Long-term use of levodopa can result in motor complications, such as response fluctuations (on/off phenomena, end-of-dose deterioration) and dyskinesia (involuntary movement).
Catechol-O-methyltransferase inhibitors
Catechol-O-methyltransferase (COMT) inhibitors can be used with levodopa to prevent its breakdown and allow more of the drug to reach the brain. There are two different COMT inhibitors available: entacapone and tolcapone.
Entacapone doses should be taken at the same time as doses of levodopa. Because of its potency, only the first morning dose of tolcapone must be taken with levodopa and subsequent doses taken approximately six and 12 hours later. A combination product of co-careldopa and entacapone can be taken, which can reduce tablet burden for patients.

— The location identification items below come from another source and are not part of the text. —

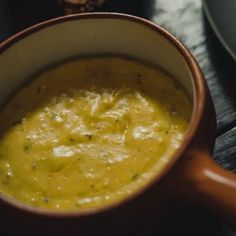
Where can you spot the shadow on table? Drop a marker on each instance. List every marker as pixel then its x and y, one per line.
pixel 21 14
pixel 222 62
pixel 142 8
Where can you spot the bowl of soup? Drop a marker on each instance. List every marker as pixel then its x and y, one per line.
pixel 106 123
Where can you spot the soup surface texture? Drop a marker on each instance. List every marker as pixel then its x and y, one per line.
pixel 90 132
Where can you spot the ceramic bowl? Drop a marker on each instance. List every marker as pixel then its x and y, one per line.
pixel 191 174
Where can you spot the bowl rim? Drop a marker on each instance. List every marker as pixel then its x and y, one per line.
pixel 199 102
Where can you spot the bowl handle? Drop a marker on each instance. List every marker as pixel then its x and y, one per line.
pixel 209 184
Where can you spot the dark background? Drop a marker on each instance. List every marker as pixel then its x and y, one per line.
pixel 186 20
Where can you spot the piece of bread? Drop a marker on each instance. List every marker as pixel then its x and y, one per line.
pixel 76 6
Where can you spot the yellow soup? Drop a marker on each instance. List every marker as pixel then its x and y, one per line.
pixel 89 133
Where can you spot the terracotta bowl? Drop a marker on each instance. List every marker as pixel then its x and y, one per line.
pixel 191 175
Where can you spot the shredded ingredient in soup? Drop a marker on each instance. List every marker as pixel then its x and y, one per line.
pixel 90 132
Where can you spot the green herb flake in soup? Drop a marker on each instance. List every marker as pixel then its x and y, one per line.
pixel 89 133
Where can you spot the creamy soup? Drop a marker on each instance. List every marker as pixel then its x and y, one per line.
pixel 90 132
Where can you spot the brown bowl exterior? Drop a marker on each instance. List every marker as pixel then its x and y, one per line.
pixel 152 205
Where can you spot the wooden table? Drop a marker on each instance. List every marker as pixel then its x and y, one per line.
pixel 185 19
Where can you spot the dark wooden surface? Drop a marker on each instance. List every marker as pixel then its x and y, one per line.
pixel 186 20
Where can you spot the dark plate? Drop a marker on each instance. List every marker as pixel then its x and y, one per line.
pixel 173 15
pixel 222 17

COMT inhibitors have the same side effects as levodopa as they act by making more levodopa available. Entacapone colours urine reddish brown and products containing iron should not be taken at the same time of day as they affect absorption. Entacapone also enhances the anticoagulant effect of warfarin.
Tolcapone is only used when patients fail to respond to or are intolerant of entacapone, and it should only be continued when there is clinical benefit. This is because it can cause potentially life-threatening hepatotoxicity and should only be used under specialist supervision.
Patients must have regular liver function tests whilst prescribed tolcapone and must be advised to report any symptoms of liver toxicity, which may include nausea, fatigue, lethargy, anorexia, jaundice, dark urine, pruritus (severe itching) or right upper quadrant tenderness.